People have always made pilgrimage for a specific reason. In Micah we are told that people will stream to the Lord’s house ‘that he may teach us his ways and that we may walk in his paths’. This results in the people beating ‘their swords into ploughshares, and their spears into pruning-hooks’ that none shall ‘lift up the sword’ or ‘learn war any more’. When done with our focus on God, pilgrimage should always give us a radical change of heart.

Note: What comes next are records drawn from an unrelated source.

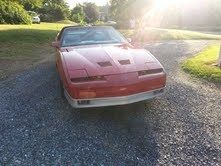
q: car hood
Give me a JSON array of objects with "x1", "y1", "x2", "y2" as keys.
[{"x1": 61, "y1": 45, "x2": 162, "y2": 76}]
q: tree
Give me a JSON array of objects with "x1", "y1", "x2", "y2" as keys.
[
  {"x1": 38, "y1": 0, "x2": 70, "y2": 22},
  {"x1": 70, "y1": 4, "x2": 85, "y2": 24},
  {"x1": 83, "y1": 3, "x2": 99, "y2": 23},
  {"x1": 0, "y1": 0, "x2": 31, "y2": 24},
  {"x1": 17, "y1": 0, "x2": 43, "y2": 11}
]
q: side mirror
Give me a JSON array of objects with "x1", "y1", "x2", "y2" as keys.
[
  {"x1": 51, "y1": 41, "x2": 60, "y2": 48},
  {"x1": 127, "y1": 38, "x2": 132, "y2": 43}
]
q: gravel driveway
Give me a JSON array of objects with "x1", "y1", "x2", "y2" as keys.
[{"x1": 0, "y1": 41, "x2": 221, "y2": 165}]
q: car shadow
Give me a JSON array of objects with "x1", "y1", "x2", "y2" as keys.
[{"x1": 65, "y1": 102, "x2": 159, "y2": 165}]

They say that on the Camino de Santiago each pilgrim meets both God and the devil. Perhaps this ties in well with the ever popular cliché that it’s not so much the destination that matters as the journey. In recent times many have done their journey of pilgrimage without really knowing what their reason is, only that there is one. What they often find is that the real pilgrimage begins when they get home. That radical change of heart can take a while to manifest as they process their pilgrimage, but it is there and it is a gift from God for the establishment of a kingdom based on love, where the people of God do not take up the sword but instead plough and sow and share. The heart pilgrimage manifests is ultimately a settled heart. A heart that serves its community with practical application of grace and love. The pilgrimage is not the default state of the Christian, but one that builds us to build the Kingdom of God.

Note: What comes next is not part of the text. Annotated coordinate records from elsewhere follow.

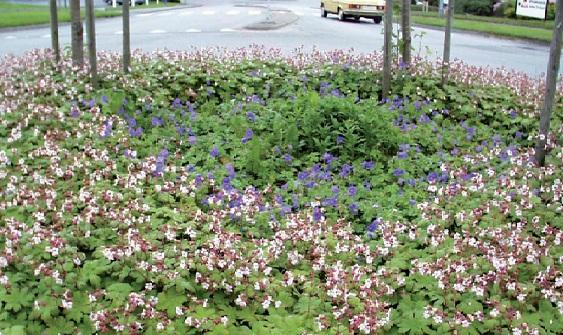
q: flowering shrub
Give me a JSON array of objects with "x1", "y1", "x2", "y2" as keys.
[{"x1": 0, "y1": 47, "x2": 563, "y2": 334}]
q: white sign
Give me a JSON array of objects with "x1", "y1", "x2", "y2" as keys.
[{"x1": 516, "y1": 0, "x2": 547, "y2": 20}]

There are many traditional pilgrimage routes throughout the UK listed on the British Pilgrimage Trust’s website, some for only a few days. Why not take a short pilgrimage to reflect on your role in your community and how you may be able to beat swords into ploughshares? In the age of austerity, gardening can be a radical act, and radical food politics is more relevant than ever before. Some interesting community organisations you may wish to get involved in or take inspiration from include Food Not Bombs and Incredible Edibles.
God my guide and companion,
Thank you that you lead us as we make pilgrimage and stay with us as we engage in our communities. May you take me on a pilgrimage of the heart. Change me and make me more aware of my community, both local and global. May you use me to challenge unjust political and social structures through practical and prayerful commitment to my community.